How to build a moving binder
- 01
Set up the sections
Create tabs for estimates, contracts, inventory, receipts, utilities, address changes, floor plans, contacts, and move-day schedule.
- 02
Add quote and mover documents
Keep estimates, service scope, valuation choices, building instructions, COI requests, and signed paperwork together.
- 03
Build a room-by-room inventory
List boxes, furniture, fragile items, serial numbers, photos, and high-value items by room.
- 04
Track address changes and utilities
Record confirmations for MVA, voter registration, utilities, internet, mail forwarding, schools, subscriptions, and insurance.
- 05
Use it on move day
Keep the binder with you so contacts, access notes, parking details, box labels, and paperwork are available immediately.

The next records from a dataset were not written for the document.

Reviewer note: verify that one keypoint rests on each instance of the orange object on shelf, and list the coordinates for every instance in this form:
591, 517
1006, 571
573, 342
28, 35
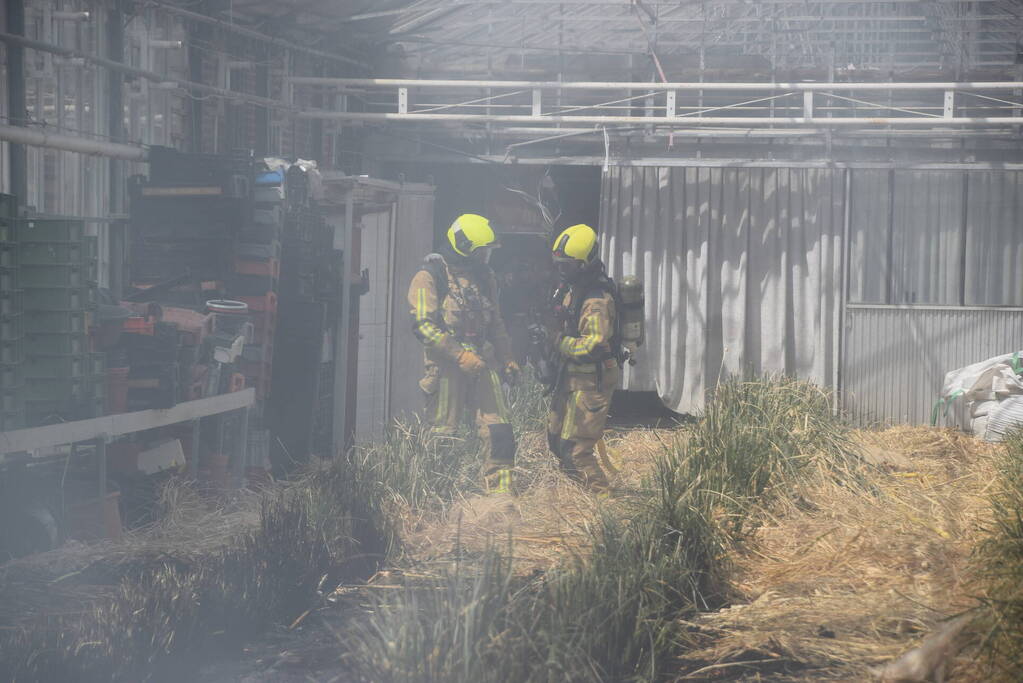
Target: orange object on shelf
269, 268
95, 518
236, 383
265, 304
139, 325
117, 391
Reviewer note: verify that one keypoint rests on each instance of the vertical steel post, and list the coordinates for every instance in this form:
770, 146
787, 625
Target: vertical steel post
193, 460
262, 145
342, 332
17, 157
101, 465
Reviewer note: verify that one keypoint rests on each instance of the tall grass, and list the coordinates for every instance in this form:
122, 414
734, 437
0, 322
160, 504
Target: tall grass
170, 611
424, 470
757, 439
1002, 561
613, 612
611, 615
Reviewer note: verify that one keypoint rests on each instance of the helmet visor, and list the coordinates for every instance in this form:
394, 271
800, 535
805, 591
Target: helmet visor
482, 254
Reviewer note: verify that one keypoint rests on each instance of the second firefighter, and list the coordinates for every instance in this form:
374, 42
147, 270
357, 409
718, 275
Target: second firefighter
453, 301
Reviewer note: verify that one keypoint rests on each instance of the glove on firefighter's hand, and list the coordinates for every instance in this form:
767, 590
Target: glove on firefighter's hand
470, 363
513, 373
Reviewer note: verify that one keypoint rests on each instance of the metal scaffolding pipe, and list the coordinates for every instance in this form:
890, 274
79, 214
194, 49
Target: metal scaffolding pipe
609, 85
663, 121
40, 138
256, 35
11, 39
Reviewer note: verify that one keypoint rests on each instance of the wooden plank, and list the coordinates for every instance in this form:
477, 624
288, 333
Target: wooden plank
116, 425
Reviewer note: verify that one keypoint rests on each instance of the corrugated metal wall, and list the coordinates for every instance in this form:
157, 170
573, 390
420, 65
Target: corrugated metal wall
394, 242
744, 265
896, 357
742, 269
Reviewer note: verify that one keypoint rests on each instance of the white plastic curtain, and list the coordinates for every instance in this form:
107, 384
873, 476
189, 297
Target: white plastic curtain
742, 271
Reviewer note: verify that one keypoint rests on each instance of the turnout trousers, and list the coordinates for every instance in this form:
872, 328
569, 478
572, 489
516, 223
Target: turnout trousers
578, 415
450, 393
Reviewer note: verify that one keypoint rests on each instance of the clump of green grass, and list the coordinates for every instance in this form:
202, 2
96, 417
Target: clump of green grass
425, 470
170, 611
1002, 561
613, 613
758, 438
610, 615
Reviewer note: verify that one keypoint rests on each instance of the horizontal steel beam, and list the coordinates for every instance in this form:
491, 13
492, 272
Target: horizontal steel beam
662, 121
255, 35
606, 85
680, 162
11, 39
38, 137
122, 423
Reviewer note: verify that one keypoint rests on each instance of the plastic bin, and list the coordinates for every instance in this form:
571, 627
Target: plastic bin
58, 344
40, 230
63, 322
50, 254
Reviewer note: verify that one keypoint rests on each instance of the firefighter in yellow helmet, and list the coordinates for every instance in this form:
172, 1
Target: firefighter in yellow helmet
453, 302
586, 346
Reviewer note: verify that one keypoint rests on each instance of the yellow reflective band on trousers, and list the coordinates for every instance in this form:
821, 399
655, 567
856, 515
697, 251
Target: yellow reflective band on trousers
502, 408
503, 482
442, 401
570, 408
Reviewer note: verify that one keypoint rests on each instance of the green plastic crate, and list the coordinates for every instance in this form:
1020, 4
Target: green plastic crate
95, 386
90, 244
8, 206
8, 278
76, 275
54, 389
11, 351
11, 375
75, 344
10, 420
51, 254
8, 255
45, 230
11, 400
11, 303
97, 365
59, 299
38, 367
63, 322
12, 327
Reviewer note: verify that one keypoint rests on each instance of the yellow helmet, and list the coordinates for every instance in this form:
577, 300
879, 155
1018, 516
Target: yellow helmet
470, 232
576, 243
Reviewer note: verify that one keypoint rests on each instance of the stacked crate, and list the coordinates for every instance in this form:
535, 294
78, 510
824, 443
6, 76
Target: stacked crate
57, 282
256, 276
11, 332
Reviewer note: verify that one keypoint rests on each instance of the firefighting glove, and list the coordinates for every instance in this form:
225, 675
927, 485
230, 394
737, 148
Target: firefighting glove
470, 363
513, 373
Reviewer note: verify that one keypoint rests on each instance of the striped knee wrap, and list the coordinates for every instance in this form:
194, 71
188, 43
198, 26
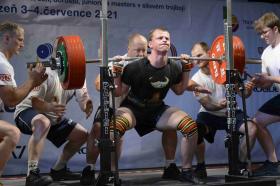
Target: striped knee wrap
122, 124
187, 126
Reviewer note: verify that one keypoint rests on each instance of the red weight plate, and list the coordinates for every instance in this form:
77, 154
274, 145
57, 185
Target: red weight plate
218, 68
76, 61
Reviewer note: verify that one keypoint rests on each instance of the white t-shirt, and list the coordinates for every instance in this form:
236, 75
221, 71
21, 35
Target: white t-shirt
271, 62
7, 75
218, 91
50, 90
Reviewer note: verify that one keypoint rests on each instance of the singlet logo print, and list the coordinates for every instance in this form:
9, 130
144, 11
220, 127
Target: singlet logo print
159, 84
5, 77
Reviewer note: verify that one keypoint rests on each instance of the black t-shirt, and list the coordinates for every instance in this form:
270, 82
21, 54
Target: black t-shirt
150, 84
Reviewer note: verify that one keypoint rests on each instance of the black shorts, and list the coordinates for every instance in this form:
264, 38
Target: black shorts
58, 133
146, 117
217, 123
272, 106
97, 116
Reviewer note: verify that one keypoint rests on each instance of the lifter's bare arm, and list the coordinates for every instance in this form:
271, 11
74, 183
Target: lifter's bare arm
11, 96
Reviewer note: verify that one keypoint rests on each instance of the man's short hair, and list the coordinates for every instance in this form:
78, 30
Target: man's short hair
133, 36
269, 20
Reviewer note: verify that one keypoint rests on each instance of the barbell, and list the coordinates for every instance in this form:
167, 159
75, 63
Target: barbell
68, 59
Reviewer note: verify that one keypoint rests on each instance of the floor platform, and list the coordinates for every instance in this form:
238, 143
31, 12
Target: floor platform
145, 177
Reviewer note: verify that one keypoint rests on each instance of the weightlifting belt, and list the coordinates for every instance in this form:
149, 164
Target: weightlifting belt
142, 103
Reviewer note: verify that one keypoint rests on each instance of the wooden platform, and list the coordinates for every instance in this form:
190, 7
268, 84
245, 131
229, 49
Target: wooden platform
145, 177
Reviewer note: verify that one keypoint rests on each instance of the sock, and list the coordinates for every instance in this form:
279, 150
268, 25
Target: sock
92, 166
32, 165
168, 162
60, 164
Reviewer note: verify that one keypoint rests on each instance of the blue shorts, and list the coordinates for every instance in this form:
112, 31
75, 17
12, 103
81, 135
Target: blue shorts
215, 123
58, 133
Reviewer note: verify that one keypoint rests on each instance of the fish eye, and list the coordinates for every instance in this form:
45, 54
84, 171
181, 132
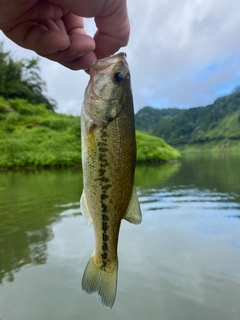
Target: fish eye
118, 77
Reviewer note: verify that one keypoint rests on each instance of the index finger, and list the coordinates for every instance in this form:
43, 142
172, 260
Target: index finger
113, 29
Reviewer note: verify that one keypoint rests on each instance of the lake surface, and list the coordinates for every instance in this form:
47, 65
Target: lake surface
181, 263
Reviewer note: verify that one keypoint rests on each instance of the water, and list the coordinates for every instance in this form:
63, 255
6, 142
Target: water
181, 263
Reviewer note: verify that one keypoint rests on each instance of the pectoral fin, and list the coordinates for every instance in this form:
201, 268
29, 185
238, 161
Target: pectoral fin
133, 213
84, 208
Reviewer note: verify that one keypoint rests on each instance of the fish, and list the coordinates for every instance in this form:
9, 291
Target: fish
108, 163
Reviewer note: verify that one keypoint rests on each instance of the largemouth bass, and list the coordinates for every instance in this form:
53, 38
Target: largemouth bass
108, 159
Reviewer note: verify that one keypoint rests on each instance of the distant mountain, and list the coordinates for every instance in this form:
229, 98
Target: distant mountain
147, 118
218, 121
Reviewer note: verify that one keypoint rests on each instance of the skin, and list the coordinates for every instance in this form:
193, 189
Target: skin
108, 155
54, 29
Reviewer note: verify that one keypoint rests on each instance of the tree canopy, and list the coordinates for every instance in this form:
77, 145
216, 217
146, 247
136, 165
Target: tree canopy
22, 79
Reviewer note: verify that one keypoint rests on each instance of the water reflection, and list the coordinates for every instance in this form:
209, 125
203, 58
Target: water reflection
181, 263
30, 202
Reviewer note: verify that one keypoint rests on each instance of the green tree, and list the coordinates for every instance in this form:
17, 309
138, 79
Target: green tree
21, 79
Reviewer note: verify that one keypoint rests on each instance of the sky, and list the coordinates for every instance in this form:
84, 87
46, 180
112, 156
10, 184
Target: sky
181, 54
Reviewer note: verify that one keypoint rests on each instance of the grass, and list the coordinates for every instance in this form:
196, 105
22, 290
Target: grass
32, 136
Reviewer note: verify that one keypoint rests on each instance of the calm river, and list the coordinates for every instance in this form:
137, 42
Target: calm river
181, 263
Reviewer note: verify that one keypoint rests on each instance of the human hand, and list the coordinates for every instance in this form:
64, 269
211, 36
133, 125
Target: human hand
55, 29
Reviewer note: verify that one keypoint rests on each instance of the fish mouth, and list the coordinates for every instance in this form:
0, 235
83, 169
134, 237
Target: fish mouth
105, 63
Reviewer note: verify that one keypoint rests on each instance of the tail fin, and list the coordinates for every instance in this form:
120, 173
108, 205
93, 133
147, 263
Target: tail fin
100, 281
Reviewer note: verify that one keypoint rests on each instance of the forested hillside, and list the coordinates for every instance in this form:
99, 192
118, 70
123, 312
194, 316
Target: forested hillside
218, 121
33, 135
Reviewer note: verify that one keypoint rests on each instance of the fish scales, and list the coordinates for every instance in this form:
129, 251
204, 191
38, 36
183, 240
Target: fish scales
108, 156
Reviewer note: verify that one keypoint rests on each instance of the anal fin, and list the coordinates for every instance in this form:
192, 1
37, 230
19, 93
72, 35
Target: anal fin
133, 213
84, 208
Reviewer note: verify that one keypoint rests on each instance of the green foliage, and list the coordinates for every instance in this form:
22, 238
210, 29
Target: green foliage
31, 135
153, 149
147, 118
21, 79
218, 121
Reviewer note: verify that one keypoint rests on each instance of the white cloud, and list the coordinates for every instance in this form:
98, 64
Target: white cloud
181, 53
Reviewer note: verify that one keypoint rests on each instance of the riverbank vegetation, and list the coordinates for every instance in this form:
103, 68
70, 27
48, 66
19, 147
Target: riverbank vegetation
214, 127
33, 136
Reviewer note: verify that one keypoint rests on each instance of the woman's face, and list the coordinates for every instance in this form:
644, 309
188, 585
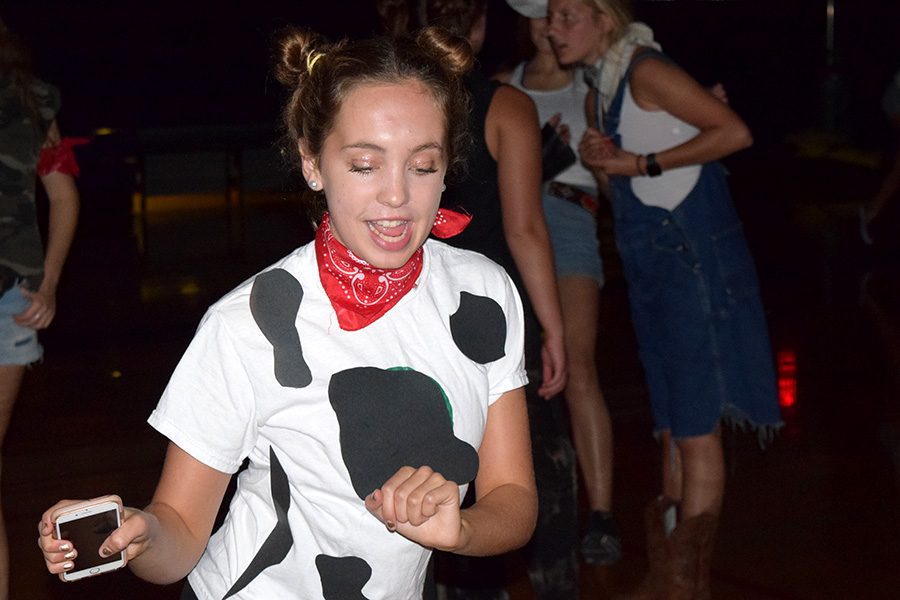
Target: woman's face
538, 30
382, 170
578, 33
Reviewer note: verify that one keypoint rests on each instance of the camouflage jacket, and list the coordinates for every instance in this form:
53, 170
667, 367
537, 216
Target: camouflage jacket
21, 248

Recommended binder sections
Use these sections as a template-style checklist with clear tabs and scannable tasks. A printable checklist can make the binder easier to maintain during the final week before move day.
- Mover estimates, contracts, valuation choices, and payment notes
- Inventory by room, box numbers, and high-value item photos
- Receipts, moving budget, and reimbursement notes
- Utility shutoff/start dates and service confirmations
- Address-change tasks for MVA, voter registration, banks, insurance, schools, and subscriptions
- Floor plans, furniture measurements, parking, elevator, and building access notes
Address-change and records reminders
Use the binder to track address changes, voter registration updates, utility confirmations, school records, medical records, and mover documents. Current IRS guidance limits federal moving expense deductions for most taxpayers, so keep receipts for budgeting and reimbursement first and tax questions second.
Moving binder FAQ
Should my moving binder be physical or digital?
Either can work. Many people use both: a physical binder for move-day paperwork and a digital folder for backups, photos, estimates, and receipts.
What should stay with me on moving day?
Keep IDs, prescriptions, school records, medical records, insurance documents, payment details, keys, chargers, valuables, and the moving binder with you.
Can I deduct moving expenses?
For most taxpayers, the federal moving expense deduction is not available under current IRS rules, with limited exceptions such as qualifying Armed Forces moves. Check current IRS guidance or a tax professional.
How often should I update the binder?
Review it weekly during planning, then daily during the final week before the move.